Denizli ve Emirdağ Lahikaları I -II | Denizli Lâhikası Mektup 44 - 45 - 46 | 29
(29-29)
(44)

Aziz, Sıddık Kardeşlerim!

“Meyve Risâlesi” çok ehemmiyetli ve çok kıymetlidir. Ümid ederim, bir zaman büyük fütuhat yapacak. Sizler tam kıymetini anlamışsınız ki, bu dershâneyi derssiz bırakmadınız.

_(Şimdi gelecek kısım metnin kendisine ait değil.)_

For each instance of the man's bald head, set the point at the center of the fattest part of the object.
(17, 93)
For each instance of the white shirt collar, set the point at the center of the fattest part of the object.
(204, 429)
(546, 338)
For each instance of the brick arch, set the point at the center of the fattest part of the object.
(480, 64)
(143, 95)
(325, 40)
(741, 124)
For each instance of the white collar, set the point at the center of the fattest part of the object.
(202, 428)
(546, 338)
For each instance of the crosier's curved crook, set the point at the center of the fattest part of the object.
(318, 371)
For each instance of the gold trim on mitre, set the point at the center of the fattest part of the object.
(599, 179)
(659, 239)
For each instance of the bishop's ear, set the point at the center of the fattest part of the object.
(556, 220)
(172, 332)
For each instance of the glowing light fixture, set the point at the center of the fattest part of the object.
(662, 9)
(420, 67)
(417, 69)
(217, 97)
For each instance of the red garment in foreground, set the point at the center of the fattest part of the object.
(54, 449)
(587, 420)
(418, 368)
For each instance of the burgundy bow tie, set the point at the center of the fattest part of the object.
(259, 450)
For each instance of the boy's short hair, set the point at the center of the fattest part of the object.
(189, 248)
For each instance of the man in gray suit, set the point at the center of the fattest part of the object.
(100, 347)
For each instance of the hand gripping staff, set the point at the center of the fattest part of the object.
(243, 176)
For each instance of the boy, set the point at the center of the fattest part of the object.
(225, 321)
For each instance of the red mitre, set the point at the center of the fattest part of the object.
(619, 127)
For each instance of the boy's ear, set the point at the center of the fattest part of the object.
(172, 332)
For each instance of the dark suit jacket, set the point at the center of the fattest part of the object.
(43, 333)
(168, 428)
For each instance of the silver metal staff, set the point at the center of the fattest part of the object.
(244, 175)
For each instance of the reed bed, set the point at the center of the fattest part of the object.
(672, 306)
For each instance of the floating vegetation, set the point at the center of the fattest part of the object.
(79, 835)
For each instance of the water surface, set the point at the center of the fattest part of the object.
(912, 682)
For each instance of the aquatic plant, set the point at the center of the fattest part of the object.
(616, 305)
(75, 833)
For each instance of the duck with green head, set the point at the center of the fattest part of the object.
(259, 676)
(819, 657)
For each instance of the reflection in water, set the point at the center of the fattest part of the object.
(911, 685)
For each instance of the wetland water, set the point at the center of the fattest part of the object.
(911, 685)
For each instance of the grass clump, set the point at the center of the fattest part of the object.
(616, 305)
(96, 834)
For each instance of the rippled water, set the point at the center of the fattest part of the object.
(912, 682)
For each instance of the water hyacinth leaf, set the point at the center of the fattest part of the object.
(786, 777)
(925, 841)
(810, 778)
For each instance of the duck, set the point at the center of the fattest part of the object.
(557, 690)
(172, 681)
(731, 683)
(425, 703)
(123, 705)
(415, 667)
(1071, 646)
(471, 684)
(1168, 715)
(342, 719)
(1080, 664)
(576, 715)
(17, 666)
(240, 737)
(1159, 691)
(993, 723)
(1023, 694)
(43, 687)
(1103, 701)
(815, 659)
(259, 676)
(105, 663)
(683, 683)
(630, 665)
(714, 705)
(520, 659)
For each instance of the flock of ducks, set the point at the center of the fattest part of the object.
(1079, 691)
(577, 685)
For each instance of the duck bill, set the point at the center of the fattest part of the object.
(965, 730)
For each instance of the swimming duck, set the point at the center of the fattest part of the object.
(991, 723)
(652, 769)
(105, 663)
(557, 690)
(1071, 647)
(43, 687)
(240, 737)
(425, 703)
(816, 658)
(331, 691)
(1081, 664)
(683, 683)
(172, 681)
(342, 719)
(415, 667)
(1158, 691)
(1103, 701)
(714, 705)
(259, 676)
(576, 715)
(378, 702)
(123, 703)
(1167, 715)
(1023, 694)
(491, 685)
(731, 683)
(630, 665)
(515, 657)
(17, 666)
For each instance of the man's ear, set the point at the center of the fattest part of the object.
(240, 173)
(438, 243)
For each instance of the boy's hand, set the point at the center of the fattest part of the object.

Ben, kendi hesabıma derim: Bu kadar zahmet ve masrafımızın meyvesi; yalnız bu risâle ve “Müdâfaa Risâlesi” ve sizler ile berâber bir yerde bulunmak dahi olsa, o masraf, o zahmeti hiçe indirir ve bu musîbetin on mislini de çeksem yine ucuz düşer.

* * *

(45)

Aziz, Sıddık Kardeşlerim!

Çok tecrübelerle ve bilhassa bu sıkı ve sıkıntılı hapisde kat’i kanâatım gelmiş ki: Risâle-i Nur ile kırâeten ve kitâbeten iştigal, sıkıntıyı çok hafifleştirir, ferah verir. Meşgul olmadığım zaman o musîbet tezâuf edip lüzumsuz şeylerle beni müteessir eder. Ba’zı esbaba binâen, ben en ziyâde Husrev’i ve Hâfız Ali (R.H.), Tahirî’yi sıkıntıda tahmin ettiğim halde, en ziyâde temkin ve teslim ve rahat-ı kalb, onlarda ve beraberlerinde bulunanlarda görüyordum. “Acaba neden?” der idim. Şimdi anladım ki; onlar, hakîki vazifelerini yapıyorlar; mâlâyâni şeylerle iştigal etmediklerinden ve kazâ ve kaderin vazifelerine karışmadıklarından ve enâniyet-ten gelen hodfuruşluk ve tenkid ve telâş etmediklerinden, temkinleriyle ve metanet ve itmi’nân-ı kalbleriyle Risâle-i Nur Şâkirdlerinin yüzlerini ak ettiler, zındıkaya karşı Risâle-i Nur’un ma’nevî kuvvetini gösterdiler. Cenâb-ı Hak, onlardaki nihayet tevâzu ve mahviyette tam izzet ve kahramanlık seciyesini umum kardeşlerimize teşmil ettirsen, âmin!

* * *

(46)

Kardeşlerim!

Gaflet ve dünya-perestlikten çıkan dehşetli bir enâniyet, bu zamanda hükmediyor. Onun için ehl-i hakîkat, -hattâ meşrû bir tarzda dahi olsa- enâniyetten, hodfüruşluktan vazgeçmeleri lâzım olduğundan, Risâle-i Nur’un hakîki şâkirdleri, buz parçası olan enâniyetlerini şahs-ı ma’nevîde ve havz-ı müşterekte erittiklerinden, inşâallah bu fırtınada sarsılmayacaklar. Evet, münâfıkların ehemmiyetli ve tecrübeli bir plânı, böyle herbiri birer zâbit, birer hâkim hükmündeki eşhası, müşterek bir mes’elede böyle kaçınmak ve birbirini tenkid etmek asabiyetini veren sıkıntılı yerlerde toplattırır, boğuşturur, ma’nevî kuvvetlerini dağıttırır.